I have several CIF files, for each of them I'd like to extract 3 chains and save the three chains in one PDB file. Problem could be that some CIF structures can contain different chain-IDs of my desired chains: I solved it the way that I parsed RCSB webpage with Beautiful Soup and save the chain-IDs for each CIF file in corresponding yaml file. Then I open each CIF file as well as its yaml file, then I get correct chainIDs for each CIF from its yaml file.

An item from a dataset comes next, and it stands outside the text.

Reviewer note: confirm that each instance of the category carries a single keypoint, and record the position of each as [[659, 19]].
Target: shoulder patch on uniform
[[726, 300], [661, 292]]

Now I'd like to extract all three chains and save them. I tried to use something from similar questions this. However, the last line of my code (with io.save) returns error: IndexError: tuple index out of range
code:
cif_input = "AAA","BBB","CCC"
for ID in cif_input:
cif_file = "{}.cif" .format(ID) #these are my CIF files
yaml_file_protein = "{}.yaml" .format(ID) #these are yaml files for each of the CIF files, they contain information about chain IDs
with open(yaml_file_protein, "r") as file_protein:
proteins = yaml.load(file_protein, Loader=yaml.FullLoader) #loading the yaml file
chain_1 = proteins["chain1"] #here I get information what ID has chain no.1, result in AAA.cif is for example: U
chain_2 = proteins["chain2"] #here I get information what ID has chain no.2
chain_3 = proteins["chain3"] #here I get information what ID has chain no.3
structure = parser.get_structure("{}" .format(ID), "{}.cif" .format(ID))[0] #parsing corresponding structure (CIF file)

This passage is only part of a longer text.